Click to listen to commentary on the report from the Education Gadfly Show podcast |
Weary of studies that lump
charter schools together and treat them as a monolithic entity? This one,
conducted by top-notch researchers at Harvard’s Center for Education Policy Research and MIT takes a step in the right direction
by parsing effects for urban and nonurban charter schools in Massachusetts. The
report is a follow-up to two earlier evaluations that were limited to schools in Boston
and Lynn. Once again, analysts conduct both a lottery analysis (comparing
students accepted to oversubscribed charters with those who weren’t) and an
expanded observational study (comparing students in middle and high school
charters operating in the Bay State between 2002 and 2009, including the
undersubscribed schools, to those who attended traditional public schools).
Overall, the lottery analysis found that charter middle schools boost average
math scores but have little impact on average English language arts (ELA) scores.

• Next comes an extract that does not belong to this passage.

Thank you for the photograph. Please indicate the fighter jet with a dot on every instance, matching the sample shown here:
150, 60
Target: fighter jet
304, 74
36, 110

But when the data were disaggregated by school type, researchers found that urban
charter middle schools show significant positive effects on ELA and math
scores. Nonurban middle schools have the opposite impact: zero to negative
effect on a student’s ELA and math state test scores. In fact, while urban
charter schools do especially well with minority and low-income students and
moderately well for white students, nonurban middle schools fail to show gains
for any demographic subgroup, and even post some negative effects for
white students. Delving further, the authors survey school administrators, the
results showing that the successful urban charter schools tend to have longer
days, spend about twice as much time on language and math instruction as
nonurban schools, are more likely to ask parents and
students to sign contracts, and identify with the “no excuses” view on education. The differences in
achievement between the two types of charters, then, should come as little surprise.
Joshua D. Angrist, Sarah R. Cohodes, Susan M. Dynarski, Jon B. Fullerton, Thomas J. Kane, Parag A. Pathak, and Christopher R. Walters, “Student Achievement in Massachusetts’ Charter Schools,” (Cambridge, MA: Center for Education Policy Research at Harvard University, January 2011).